В письме от 19 июня 1969 года МЛ предложил прочитать моим студентам цикл из шести лекций по теории стиха. Завкафедрой и проректор по научной работе решительно отказали. Я был к отказу подготовлен. За год до этого академик Д.С. Лихачев предложил мне провести у нас в институте выездное заседание своего сектора древней русской литературы ИРЛИ. Он устраивал такие заседания в старых русских городах, а также и за пределами, очерченными “Повестью временных лет”. Те же личности решительно сказали “нет”.

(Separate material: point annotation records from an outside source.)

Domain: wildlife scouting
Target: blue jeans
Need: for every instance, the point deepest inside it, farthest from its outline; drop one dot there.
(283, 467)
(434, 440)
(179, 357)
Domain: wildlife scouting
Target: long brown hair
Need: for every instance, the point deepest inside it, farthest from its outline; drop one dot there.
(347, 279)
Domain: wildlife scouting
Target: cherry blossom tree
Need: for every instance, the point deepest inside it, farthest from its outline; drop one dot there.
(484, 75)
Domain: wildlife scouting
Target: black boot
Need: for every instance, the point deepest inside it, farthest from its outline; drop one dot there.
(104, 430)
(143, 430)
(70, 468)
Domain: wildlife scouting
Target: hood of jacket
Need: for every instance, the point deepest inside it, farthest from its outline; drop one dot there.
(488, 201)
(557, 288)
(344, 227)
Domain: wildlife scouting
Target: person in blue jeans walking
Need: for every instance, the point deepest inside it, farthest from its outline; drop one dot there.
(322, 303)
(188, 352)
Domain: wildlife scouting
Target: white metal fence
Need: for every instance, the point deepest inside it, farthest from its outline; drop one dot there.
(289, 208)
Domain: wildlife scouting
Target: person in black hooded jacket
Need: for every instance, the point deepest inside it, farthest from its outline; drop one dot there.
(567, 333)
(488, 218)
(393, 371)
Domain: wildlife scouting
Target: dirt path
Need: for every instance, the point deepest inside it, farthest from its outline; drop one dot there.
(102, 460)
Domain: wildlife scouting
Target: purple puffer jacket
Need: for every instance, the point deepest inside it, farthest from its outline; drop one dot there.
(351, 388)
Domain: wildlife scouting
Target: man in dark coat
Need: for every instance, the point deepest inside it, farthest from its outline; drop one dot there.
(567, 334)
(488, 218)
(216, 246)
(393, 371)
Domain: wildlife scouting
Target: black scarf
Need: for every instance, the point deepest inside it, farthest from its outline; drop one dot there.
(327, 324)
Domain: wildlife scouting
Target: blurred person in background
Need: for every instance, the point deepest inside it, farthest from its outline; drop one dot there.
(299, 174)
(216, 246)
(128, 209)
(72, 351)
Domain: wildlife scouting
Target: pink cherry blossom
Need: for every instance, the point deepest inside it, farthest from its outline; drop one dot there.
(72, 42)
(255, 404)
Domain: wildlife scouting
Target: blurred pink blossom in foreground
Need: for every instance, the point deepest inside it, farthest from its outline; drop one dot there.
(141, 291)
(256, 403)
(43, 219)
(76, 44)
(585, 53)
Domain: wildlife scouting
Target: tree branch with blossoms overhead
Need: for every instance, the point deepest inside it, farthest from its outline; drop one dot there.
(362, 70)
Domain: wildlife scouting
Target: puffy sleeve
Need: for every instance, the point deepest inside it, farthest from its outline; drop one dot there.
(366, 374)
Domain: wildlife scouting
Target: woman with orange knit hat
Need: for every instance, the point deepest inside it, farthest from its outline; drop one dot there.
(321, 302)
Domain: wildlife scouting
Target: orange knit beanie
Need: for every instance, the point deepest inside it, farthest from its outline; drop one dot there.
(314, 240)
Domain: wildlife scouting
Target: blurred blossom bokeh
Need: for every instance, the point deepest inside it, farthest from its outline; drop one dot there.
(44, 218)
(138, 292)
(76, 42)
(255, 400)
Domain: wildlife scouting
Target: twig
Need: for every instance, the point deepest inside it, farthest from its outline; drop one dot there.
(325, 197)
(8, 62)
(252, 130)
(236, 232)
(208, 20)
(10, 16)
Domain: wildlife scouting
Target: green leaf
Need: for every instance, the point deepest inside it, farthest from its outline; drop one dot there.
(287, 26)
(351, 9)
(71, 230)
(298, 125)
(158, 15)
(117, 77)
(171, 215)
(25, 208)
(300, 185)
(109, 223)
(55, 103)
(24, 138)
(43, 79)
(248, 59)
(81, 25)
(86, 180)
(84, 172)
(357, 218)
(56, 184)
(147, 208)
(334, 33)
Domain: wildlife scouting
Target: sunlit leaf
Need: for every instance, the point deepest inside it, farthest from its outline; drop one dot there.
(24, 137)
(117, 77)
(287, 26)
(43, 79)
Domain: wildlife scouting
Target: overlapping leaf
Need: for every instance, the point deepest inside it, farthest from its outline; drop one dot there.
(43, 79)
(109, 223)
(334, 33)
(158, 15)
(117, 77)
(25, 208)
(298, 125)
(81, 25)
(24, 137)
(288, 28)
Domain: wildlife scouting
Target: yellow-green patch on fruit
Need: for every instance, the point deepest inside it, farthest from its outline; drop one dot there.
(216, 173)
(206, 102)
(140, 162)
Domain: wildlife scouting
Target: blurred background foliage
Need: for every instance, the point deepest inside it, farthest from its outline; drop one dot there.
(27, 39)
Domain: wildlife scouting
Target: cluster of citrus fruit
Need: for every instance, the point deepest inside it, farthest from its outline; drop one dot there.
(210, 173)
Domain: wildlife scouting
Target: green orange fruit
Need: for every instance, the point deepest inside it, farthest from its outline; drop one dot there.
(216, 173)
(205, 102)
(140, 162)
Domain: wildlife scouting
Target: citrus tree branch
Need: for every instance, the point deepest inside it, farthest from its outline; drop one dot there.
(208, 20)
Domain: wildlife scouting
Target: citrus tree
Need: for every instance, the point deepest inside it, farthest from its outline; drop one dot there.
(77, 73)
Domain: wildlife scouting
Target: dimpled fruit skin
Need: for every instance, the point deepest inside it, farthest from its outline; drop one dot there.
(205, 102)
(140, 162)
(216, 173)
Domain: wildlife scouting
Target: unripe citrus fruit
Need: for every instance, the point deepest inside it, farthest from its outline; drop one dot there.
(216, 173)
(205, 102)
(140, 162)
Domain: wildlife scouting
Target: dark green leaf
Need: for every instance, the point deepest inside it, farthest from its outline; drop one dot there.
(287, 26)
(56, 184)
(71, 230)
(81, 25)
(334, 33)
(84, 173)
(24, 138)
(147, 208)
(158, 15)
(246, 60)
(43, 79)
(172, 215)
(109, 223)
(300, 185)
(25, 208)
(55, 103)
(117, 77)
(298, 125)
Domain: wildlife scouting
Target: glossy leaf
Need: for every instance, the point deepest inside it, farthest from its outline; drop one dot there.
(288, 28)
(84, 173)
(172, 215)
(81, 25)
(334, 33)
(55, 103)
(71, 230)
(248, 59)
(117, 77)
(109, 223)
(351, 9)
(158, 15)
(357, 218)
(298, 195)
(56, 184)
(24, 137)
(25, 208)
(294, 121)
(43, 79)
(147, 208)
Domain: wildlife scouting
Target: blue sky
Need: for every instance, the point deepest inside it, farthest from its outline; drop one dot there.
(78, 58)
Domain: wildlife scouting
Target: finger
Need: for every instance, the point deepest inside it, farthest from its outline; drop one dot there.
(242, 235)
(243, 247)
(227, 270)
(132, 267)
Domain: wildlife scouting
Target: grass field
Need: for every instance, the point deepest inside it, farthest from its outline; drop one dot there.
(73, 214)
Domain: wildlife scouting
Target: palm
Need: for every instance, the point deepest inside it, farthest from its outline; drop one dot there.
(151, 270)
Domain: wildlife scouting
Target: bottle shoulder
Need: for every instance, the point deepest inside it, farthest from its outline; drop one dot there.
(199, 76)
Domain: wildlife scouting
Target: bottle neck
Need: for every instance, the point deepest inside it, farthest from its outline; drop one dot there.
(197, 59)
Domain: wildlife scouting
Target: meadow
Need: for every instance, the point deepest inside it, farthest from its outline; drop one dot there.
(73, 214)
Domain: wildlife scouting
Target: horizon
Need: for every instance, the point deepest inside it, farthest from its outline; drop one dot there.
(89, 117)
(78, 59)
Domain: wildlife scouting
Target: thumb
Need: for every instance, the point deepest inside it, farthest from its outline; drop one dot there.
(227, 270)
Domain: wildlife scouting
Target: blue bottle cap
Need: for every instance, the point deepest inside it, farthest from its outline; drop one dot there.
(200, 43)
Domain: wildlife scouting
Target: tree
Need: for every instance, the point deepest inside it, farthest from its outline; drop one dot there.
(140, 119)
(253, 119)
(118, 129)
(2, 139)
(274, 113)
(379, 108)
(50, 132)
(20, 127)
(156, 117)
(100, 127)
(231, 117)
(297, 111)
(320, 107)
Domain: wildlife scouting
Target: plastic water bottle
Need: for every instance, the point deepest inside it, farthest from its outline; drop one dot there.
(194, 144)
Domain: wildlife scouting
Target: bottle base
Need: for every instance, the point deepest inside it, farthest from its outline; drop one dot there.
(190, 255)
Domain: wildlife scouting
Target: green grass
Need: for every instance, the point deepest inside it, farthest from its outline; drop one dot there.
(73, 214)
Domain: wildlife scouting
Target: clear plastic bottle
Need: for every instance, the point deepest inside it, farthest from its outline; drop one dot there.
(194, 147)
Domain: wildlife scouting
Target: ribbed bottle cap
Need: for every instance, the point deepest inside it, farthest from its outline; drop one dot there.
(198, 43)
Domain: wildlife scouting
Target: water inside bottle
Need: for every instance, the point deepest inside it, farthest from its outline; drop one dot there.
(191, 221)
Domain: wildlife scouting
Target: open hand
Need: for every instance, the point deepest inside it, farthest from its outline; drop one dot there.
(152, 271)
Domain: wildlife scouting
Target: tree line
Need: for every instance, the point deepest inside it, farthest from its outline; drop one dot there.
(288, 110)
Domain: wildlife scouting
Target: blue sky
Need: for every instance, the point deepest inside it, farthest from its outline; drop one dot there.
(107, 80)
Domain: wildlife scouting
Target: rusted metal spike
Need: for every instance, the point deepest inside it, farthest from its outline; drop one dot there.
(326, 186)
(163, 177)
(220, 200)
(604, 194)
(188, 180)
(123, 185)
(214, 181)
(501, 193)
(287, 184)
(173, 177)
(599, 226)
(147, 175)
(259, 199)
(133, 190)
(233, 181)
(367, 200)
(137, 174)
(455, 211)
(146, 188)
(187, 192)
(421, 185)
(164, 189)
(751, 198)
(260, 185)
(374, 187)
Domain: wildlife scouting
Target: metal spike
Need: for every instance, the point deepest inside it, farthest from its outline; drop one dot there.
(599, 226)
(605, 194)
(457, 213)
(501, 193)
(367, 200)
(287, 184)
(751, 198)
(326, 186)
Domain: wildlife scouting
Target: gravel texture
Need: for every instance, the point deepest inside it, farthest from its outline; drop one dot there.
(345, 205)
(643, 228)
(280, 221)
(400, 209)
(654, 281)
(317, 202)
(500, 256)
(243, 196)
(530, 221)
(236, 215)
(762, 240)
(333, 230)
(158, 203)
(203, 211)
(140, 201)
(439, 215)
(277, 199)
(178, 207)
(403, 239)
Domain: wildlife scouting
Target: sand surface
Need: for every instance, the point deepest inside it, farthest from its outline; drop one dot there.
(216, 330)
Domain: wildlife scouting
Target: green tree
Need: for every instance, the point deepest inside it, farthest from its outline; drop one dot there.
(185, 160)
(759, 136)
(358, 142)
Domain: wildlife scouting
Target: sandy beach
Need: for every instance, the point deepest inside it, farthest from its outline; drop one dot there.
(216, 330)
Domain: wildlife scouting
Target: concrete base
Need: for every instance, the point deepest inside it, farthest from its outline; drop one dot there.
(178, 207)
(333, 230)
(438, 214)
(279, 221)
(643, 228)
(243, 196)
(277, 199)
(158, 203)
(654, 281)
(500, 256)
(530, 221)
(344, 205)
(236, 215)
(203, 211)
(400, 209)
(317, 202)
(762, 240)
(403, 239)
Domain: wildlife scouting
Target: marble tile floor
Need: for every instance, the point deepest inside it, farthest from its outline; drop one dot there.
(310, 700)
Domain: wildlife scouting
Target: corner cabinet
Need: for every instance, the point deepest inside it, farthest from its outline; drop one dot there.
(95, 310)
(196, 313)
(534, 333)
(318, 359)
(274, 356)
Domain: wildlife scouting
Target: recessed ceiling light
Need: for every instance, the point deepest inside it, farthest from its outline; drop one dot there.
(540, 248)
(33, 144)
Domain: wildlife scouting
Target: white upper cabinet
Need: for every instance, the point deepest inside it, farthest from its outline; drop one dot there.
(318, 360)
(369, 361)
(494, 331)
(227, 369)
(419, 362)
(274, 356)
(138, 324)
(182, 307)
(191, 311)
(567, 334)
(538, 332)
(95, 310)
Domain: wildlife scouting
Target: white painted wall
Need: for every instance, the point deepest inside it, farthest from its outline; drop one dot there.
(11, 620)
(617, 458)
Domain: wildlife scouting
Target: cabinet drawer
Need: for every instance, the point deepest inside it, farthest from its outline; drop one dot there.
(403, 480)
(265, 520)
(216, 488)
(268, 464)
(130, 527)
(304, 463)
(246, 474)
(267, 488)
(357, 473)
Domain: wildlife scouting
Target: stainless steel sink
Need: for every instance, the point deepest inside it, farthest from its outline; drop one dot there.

Иногда МЛ, даря мне оттиск или книгу, просил об этом не распространяться: “Посылаю Вам оттиск верхоглядской статьи с постыдной просьбой об этом присыле широко не рассказывать: мне прислали ровно десять экземпляров, и на всех коллег ее при всем моем желании не хватит” (5 октября 1976 г.). Доступа к копировальной технике тогда у нас не было.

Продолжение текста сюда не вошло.